If we look at Peter after Pentecost, we see a man who still had a very strong, determined personality, but who was also humble and open to the Spirit. His impetuous behavior was transformed over time as he began to see how much of a hindrance it was.

The knucklehead became wise and righteous in his faith.

Acts 2
“So all the people of Israel should know this truly: God has made Jesus - The man you nailed to the cross – both Lord and Christ.”

“When the people heard this they felt guilty and asked Peter and the other apostles

“What shall we do?”

Peter said to them, “change your heart and lives and be baptized each one of you in the name of Jesus Christ for the forgiveness of your sins.

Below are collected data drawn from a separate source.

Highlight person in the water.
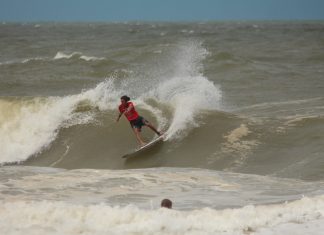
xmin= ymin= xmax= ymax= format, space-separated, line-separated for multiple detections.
xmin=161 ymin=198 xmax=172 ymax=209
xmin=116 ymin=95 xmax=162 ymax=146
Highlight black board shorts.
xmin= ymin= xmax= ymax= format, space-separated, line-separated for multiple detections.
xmin=129 ymin=116 xmax=147 ymax=131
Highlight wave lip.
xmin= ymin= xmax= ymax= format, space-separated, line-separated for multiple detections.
xmin=0 ymin=97 xmax=77 ymax=164
xmin=0 ymin=79 xmax=118 ymax=165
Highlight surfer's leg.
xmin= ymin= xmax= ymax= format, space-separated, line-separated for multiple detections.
xmin=133 ymin=127 xmax=146 ymax=146
xmin=144 ymin=120 xmax=162 ymax=136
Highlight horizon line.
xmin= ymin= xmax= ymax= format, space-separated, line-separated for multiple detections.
xmin=2 ymin=19 xmax=324 ymax=24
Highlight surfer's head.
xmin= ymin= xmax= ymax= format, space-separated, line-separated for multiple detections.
xmin=161 ymin=199 xmax=172 ymax=209
xmin=120 ymin=95 xmax=130 ymax=103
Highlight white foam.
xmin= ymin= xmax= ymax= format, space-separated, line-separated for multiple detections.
xmin=0 ymin=79 xmax=119 ymax=164
xmin=80 ymin=55 xmax=105 ymax=61
xmin=22 ymin=57 xmax=47 ymax=63
xmin=0 ymin=97 xmax=73 ymax=163
xmin=149 ymin=41 xmax=221 ymax=139
xmin=0 ymin=55 xmax=50 ymax=66
xmin=156 ymin=75 xmax=221 ymax=139
xmin=54 ymin=51 xmax=105 ymax=61
xmin=0 ymin=195 xmax=323 ymax=235
xmin=54 ymin=51 xmax=81 ymax=60
xmin=1 ymin=52 xmax=105 ymax=66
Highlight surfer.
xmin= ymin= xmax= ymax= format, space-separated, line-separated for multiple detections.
xmin=116 ymin=95 xmax=162 ymax=146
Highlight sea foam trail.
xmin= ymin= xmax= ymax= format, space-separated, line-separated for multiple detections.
xmin=0 ymin=195 xmax=323 ymax=235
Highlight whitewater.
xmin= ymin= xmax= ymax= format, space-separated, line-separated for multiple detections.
xmin=0 ymin=22 xmax=324 ymax=234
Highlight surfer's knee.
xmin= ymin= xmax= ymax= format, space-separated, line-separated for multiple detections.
xmin=133 ymin=127 xmax=141 ymax=133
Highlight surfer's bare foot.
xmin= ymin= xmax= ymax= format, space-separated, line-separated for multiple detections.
xmin=157 ymin=131 xmax=163 ymax=136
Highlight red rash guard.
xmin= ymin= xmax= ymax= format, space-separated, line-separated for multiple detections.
xmin=118 ymin=102 xmax=139 ymax=121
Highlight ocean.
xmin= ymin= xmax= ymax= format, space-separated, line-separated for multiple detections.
xmin=0 ymin=21 xmax=324 ymax=234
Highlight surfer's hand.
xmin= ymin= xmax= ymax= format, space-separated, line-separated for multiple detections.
xmin=116 ymin=114 xmax=122 ymax=122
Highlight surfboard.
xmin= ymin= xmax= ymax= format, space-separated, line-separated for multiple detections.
xmin=122 ymin=134 xmax=165 ymax=159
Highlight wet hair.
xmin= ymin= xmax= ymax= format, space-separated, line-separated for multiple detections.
xmin=120 ymin=95 xmax=130 ymax=102
xmin=161 ymin=199 xmax=172 ymax=209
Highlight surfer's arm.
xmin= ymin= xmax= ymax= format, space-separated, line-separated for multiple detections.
xmin=116 ymin=114 xmax=121 ymax=122
xmin=116 ymin=103 xmax=134 ymax=122
xmin=116 ymin=111 xmax=124 ymax=122
xmin=116 ymin=110 xmax=126 ymax=122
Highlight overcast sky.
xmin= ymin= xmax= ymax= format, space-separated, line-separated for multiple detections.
xmin=1 ymin=0 xmax=323 ymax=22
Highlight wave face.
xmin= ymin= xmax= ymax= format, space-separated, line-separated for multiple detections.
xmin=0 ymin=40 xmax=223 ymax=167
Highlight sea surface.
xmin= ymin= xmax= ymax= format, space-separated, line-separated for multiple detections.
xmin=0 ymin=21 xmax=324 ymax=234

And you will receive the gift of the Holy Spirit. This promise is for you, for your children, and for all who are far away. It is for everyone the Lord Our God calls to Himself.

As we leave here and contemplate our lives and the weeks and months ahead. I encourage us all to ask some tough questions about what we believe about our faith.

Has our understanding of our basic nature brought us to our knees to ask for God’s grace and forgiveness?

Have we allowed the Holy Spirit to lead and guide us, or do we often revert to our own righteousness?

John 3
Don’t be surprised when I tell you “you must all be born again.” The wind blows where it wants to and you hear the sound of it but you don’t know where the wind comes from or where it is going. It is the same with every person who is born from the Spirit.